Is your older Apple iPhone 6s really slow these days? Well, on reason for the sluggish performance could be the battery and the iOS updates, according to a post by GeekBench developer John Poole. GeekBench is a popular benchmark testing app that rates the performance of smartphones across various parameters.
The GeekBenchpost draws from a Reddit post, which hinted that the iPhone performance was linked to the battery age. The Reddit post has seen over a thousand comments, with the main post arguing that Apple tends to slow down iPhones with low capacity batteries, especially devices like the iPhone 6s, iPhone 7, etc. According to Poole’s post for GeekBench, users with older iPhones saw the performance increase drastically as well as scores on GeekBench after they replaced batteries. Poole has shown on graphs the Geekbench 4 single-core scores for the iPhone 6s and the iPhone 7 running different versions of iOS.
In case of the iPhone 6s, which launched originally in September 2015, it looks like the phones running on iOS 10.2.0 appear more or less uniform in terms of scores, but for the same phone running on iOS 10.2.1 and iOS 11.2.0, there is one large peak in scores and smaller peaks around lower scores. The graph shared by Poole, shows that under iOS 11 this fluctuation in scores is much more pronounced.

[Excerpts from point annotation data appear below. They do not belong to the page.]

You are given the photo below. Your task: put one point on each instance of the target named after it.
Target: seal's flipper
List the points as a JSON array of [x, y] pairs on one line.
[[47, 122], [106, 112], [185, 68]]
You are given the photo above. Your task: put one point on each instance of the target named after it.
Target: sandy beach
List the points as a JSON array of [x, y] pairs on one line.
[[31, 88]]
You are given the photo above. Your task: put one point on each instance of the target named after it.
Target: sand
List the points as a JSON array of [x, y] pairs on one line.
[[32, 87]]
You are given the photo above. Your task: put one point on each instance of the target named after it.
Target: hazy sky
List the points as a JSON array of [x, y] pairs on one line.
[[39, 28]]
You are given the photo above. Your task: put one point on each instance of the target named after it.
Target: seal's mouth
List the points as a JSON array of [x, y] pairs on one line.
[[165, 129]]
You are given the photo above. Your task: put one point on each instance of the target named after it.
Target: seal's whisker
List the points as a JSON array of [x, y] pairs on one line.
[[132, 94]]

In case of the Apple iPhone 7 scores under iOS 10.2.0, iOS 10.2.1, and iOS 11.1.2 appear identical, but the score distribution changes with iOS 11.2.0 and once again the fluctuation is similar to the Apple iPhone 6s series. The change in score performance is being linked to the iOS 11 update, according to the post.

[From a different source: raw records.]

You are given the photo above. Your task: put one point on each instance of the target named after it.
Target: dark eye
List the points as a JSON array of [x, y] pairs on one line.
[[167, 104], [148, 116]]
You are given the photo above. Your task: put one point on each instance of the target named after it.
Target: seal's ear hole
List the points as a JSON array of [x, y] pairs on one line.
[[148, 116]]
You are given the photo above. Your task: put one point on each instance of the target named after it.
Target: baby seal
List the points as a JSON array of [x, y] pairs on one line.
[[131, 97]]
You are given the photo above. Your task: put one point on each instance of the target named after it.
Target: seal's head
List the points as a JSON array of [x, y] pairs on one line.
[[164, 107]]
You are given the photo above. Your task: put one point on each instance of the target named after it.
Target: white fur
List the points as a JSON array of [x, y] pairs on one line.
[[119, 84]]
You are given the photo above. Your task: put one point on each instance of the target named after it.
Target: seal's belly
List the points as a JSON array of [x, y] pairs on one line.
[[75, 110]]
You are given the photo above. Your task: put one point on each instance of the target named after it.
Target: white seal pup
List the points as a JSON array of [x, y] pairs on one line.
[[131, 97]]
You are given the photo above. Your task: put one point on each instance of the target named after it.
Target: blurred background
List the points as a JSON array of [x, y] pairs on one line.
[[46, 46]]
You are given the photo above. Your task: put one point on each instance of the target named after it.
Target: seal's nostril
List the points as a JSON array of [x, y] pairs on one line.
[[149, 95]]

According to Poole’s post, the problem gets worse for users as the phones and batteries age, which to be fair is expected in any smartphone as it gets older. The other issue, according to Poole is iOS and he writes, “the difference between 10.2.0 and 10.2.1 is too abrupt to be just a function of battery condition.” He argues that Apple has “introduced a change to limit performance when battery condition decreases past a certain point.”
The reason why Apple might have done is based on the Reddit post, where a user argued that the company did this because many iPhone 6s phones were shutting down unexpectedly, despite battery replacement. For those who remember, Apple had announced a battery replacement programme for some of the iPhone 6s series devices because the battery in these phones was not up to standard and likely to degrade faster, though the company had said it did not cause any safety issues.
However, Poole is arguing that the performance drop for iPhone 6, iPhone 6s, and also iPhone 7 is deliberate and will lead many users to wrongly believe this is due to slow down in CPU performance, instead of battery issues. He also argues that the change in iOS 11.2.0 has ensured a slower performance for iPhone 7 as well.
The slowdown in performance might convince people they need to upgrade the iPhone, instead of fixing the battery, argues Poole. For Apple, this might mean more users trying to upgrade. For the consumers though this might not be such good news. Apple has so far not commented on this GeekBench post.